The lack of a remote option is just the latest way in which corporate America fails to maintain an equal working environment for women. Women are already paid less and receive different feedback than men.

While women’s lead in skills and education is helping to narrow the gender wage gap, the chasm still exists. A 2021 gender and racial pay gap analysis by the American Association of University Women found that the average American woman earns 83 cents to a man’s dollar. That intensifies when broken down by race: The country’s highest-paid group, Asian men, earned more than double the lowest-paid groups, Black and Latinx women.  

Plus, the pandemic has proven that women are many times likelier than men to leave the workforce for good for childcare reasons. But if they go back to work, things aren’t always much better. A year without employment for women can result in 39% lower pay, while a man’s pay increases by 6% with each additional child he has. Experts refer to this gap as the “motherhood penalty.”

This will only be compounded by last week’s Supreme Court reversal of Roe v.

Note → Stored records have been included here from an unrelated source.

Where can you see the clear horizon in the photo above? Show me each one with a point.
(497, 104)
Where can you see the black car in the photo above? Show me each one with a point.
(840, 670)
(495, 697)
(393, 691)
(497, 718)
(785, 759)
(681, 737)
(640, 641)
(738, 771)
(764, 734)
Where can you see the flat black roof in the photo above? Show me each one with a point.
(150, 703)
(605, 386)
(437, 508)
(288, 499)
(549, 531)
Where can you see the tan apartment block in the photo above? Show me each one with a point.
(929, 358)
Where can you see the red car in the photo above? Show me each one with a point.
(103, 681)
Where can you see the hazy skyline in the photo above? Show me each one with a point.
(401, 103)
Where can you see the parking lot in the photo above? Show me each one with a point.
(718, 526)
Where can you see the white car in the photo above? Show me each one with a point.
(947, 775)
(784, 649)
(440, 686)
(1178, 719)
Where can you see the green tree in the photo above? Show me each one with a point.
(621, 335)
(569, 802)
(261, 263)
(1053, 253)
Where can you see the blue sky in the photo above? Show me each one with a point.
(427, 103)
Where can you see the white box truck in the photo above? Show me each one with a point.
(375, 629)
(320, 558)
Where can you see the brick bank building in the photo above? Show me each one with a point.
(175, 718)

Wade, which stands to exacerbate women’s inequity in the workplace—and their financial lives overall. 

Managers are also likely to give women gender-based feedback focused more on personality than their work’s substance. For men it’s the opposite, a Textio research report found earlier this month. Women are twice as likely to report being described as “collaborative” and “nice” and 11 times more likely to report being labeled “abrasive.” Men, however, are three times more likely to report being described as “confident,” and almost four times as likely to report being described as “ambitious.”

But women are starting to gain an upper hand in today’s workforce, and companies missing this shift are making a critical error. Last month, nearly 400,000 women joined the labor force, according to the Bureau of Labor Statistics’ jobs report and the National Women’s Law Center. That boost brought women’s labor force participation to 58.3%, just one percentage point below their pre-pandemic levels. Women of color joined the labor force in the highest numbers, Fortune reported.

“Women are in a position, now more than ever, to redefine work on their own terms,” Fran Hauser, a veteran media executive and startup investor, wrote in Fortune earlier this month. “With more than 11 million open jobs in America right now—more than any other time in history—it’s an employee’s market. Companies know they must get women back in the door.”